The Joffos, a Russian Jewish family from Paris that endured French and German persecution after Germany’s occupation of France in 1940, are featured in this impassioned film. Their two youngest sons, Maurice (Batyste) Fleurial Palmieri) and Joseph (Dorian LeClech), are at the center of it. The actors who portray the main characters rise to the occasion.
In May 1942, two years after the collaborationist Vichy regime enacted antisemitic laws, the Germans forced Jews to wear the dreaded yellow star on their clothes. In an early scene illustrating Joseph’s naivety, he trades a yellow star for a bag of marbles with a non-Jewish friend.
By then, Joseph’s classmates have discovered he is Jewish and are hurling antisemitic taunts at him. Duguay makes an important point here. Some French people were no less antisemitic than the Germans.
Having read the handwriting on the wall, Roman Joffo (Patrick Bruel), the head of the family and a barber, makes a crucial decision. He decides to send Joseph and Maurice into the Free Zone, out of reach of the Germans.
Roman instructs the boys to masquerade as Catholics, lest they be caught as Jews, and assures them they will all meet in a week’s time in the French Riviera city of Nice. As Joseph and Maurice embark on their journey, Roman and his wife, Anna (Elsa Zylberstein), as well as their two older sons, Albert and Henri, remain behind in Paris.
Their trip is dangerous. En route to their destination, their train is stopped by German soldiers. Passengers who flee are summarily shot. A priest in their compartment saves them from certain death and warns them not to place their trust in strangers.

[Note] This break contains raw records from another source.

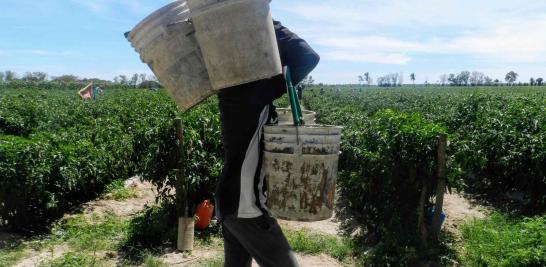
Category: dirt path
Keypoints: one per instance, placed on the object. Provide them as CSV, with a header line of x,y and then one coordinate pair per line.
x,y
458,211
329,227
146,194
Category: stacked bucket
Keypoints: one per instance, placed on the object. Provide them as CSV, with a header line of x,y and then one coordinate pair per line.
x,y
198,47
300,164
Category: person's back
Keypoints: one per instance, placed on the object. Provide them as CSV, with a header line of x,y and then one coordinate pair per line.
x,y
249,232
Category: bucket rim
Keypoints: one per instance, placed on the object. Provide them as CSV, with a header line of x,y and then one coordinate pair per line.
x,y
211,7
154,16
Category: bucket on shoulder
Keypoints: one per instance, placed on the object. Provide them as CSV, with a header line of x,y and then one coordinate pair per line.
x,y
301,164
237,39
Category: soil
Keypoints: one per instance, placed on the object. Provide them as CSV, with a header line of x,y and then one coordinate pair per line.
x,y
458,210
329,227
37,257
146,194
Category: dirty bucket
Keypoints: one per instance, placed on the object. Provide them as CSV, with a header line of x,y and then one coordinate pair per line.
x,y
300,166
166,42
285,116
153,25
237,40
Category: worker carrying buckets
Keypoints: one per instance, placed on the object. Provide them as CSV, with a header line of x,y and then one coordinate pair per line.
x,y
233,48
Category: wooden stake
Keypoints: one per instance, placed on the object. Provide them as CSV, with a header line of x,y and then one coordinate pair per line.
x,y
440,188
185,220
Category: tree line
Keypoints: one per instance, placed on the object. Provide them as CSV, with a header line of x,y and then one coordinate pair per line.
x,y
463,78
137,80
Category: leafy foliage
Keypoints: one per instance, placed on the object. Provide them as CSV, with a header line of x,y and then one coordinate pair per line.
x,y
57,151
497,135
504,241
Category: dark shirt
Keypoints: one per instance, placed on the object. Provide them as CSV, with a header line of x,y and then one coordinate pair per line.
x,y
295,53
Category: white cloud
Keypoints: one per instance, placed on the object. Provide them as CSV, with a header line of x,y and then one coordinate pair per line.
x,y
105,6
382,58
395,31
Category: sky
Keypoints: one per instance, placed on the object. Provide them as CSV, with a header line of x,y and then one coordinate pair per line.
x,y
425,37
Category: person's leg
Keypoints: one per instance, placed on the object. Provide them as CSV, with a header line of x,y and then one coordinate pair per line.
x,y
263,239
235,255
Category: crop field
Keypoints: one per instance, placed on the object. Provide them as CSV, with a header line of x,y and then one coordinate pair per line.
x,y
58,151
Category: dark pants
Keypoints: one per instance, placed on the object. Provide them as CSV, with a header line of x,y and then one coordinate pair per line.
x,y
259,238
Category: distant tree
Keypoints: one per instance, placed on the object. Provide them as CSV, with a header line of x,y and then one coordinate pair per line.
x,y
497,82
134,80
35,76
66,78
149,84
394,78
367,78
142,77
487,81
476,78
463,78
123,80
452,79
10,75
443,79
511,77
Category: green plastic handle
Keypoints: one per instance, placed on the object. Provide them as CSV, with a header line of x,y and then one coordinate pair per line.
x,y
297,114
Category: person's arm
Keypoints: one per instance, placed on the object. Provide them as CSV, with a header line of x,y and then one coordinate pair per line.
x,y
295,53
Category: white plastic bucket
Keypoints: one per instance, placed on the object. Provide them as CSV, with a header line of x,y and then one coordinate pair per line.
x,y
301,171
237,40
285,116
166,42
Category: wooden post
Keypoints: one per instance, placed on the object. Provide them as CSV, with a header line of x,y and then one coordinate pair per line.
x,y
421,228
440,188
185,220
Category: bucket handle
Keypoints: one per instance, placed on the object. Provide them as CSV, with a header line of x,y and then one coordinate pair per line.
x,y
297,115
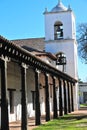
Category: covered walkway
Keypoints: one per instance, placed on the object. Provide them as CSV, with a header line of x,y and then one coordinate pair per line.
x,y
81,113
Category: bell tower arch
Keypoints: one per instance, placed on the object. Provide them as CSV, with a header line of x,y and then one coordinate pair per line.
x,y
60,35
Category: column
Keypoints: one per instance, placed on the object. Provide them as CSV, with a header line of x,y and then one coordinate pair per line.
x,y
68,89
4,99
65,98
23,98
55,115
37,102
72,103
60,99
47,98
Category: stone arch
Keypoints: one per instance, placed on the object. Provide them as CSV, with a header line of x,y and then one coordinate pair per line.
x,y
58,30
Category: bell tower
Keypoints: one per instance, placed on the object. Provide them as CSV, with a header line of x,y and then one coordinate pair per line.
x,y
60,35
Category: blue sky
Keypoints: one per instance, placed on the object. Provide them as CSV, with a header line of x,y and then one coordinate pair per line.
x,y
21,19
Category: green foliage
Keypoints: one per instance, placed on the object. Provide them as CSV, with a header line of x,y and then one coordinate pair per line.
x,y
69,122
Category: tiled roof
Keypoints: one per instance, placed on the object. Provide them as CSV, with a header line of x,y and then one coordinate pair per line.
x,y
35,43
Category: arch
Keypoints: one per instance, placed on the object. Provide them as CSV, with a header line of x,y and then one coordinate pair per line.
x,y
58,30
61,60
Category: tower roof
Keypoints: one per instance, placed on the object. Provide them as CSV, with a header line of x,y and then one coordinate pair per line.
x,y
59,7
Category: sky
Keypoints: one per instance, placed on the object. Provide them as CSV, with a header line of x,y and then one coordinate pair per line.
x,y
20,19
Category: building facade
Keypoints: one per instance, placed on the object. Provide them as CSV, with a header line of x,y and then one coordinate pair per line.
x,y
38,76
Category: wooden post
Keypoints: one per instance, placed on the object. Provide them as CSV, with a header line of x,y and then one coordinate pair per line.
x,y
47,98
69,107
37,102
4,99
23,98
65,99
55,115
60,99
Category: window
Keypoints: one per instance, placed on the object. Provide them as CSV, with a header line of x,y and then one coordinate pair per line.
x,y
58,31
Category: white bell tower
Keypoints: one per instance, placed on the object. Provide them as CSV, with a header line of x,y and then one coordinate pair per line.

This vignette underscores the duality of the French in Vichy France. While some Catholics risked their lives to assist Jews, still others were scoundrels or opportunists. One such person is a rough-hewn guide whom they pay to lead them out of harm’s way.
Joseph and Maurice traverse rugged mountains to reach Nice, a sun-lit, carefree city on the shores of the Mediterranean Sea occupied by the Italian army. There they are reunited with their family. The Italians are portrayed as benevolent occupiers.

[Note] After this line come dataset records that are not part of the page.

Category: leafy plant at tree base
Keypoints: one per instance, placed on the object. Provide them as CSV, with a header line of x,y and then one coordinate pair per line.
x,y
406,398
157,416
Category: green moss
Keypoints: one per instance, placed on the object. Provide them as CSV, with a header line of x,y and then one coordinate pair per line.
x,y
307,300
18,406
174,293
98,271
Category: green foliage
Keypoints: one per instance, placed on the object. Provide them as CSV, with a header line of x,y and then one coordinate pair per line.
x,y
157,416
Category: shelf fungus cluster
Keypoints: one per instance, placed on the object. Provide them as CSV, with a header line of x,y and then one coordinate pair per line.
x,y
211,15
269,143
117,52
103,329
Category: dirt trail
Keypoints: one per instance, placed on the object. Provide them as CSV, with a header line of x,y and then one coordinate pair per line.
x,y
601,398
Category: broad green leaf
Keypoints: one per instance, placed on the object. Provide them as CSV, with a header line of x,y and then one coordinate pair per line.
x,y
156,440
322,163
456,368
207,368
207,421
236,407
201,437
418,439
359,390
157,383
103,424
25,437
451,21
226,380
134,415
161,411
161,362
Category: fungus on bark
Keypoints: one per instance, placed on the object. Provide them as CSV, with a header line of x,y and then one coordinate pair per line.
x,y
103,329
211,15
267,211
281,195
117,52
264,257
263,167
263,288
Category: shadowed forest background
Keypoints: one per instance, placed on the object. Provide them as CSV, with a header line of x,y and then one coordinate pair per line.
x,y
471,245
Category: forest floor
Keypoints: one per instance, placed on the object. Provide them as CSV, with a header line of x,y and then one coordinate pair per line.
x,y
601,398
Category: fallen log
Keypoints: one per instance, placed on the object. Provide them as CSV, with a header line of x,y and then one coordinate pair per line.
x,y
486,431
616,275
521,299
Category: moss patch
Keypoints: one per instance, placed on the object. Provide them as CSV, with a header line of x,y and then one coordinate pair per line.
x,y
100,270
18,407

With the fall of Benito Mussolini’s fascist regime in 1943, Italian troops are replaced by Germans, compelling the Joffos to split up again. Joseph and Maurice, along with other Jews, are captured in a Germany roundup. A German interrogator repeatedly asks them if they’re Jewish, but they stoutly insist they are Algerian Catholics. A Jewish doctor working for the Germans helps them out of their predicament.
They escape to the mountains again and reach a small town where they find temporary jobs. Maurice works in a restaurant, while Joseph is employed by an antisemitic bookseller and ardent Vichy supporter whose vicious son is a member of a fascist militia.
Their exploits in dodging Vichy and German enemies are convincingly and even, at times, poignantly conveyed. A Bag of Marbles underscores an era when the lives of Jews under Nazi and Vichy tyranny were expendable.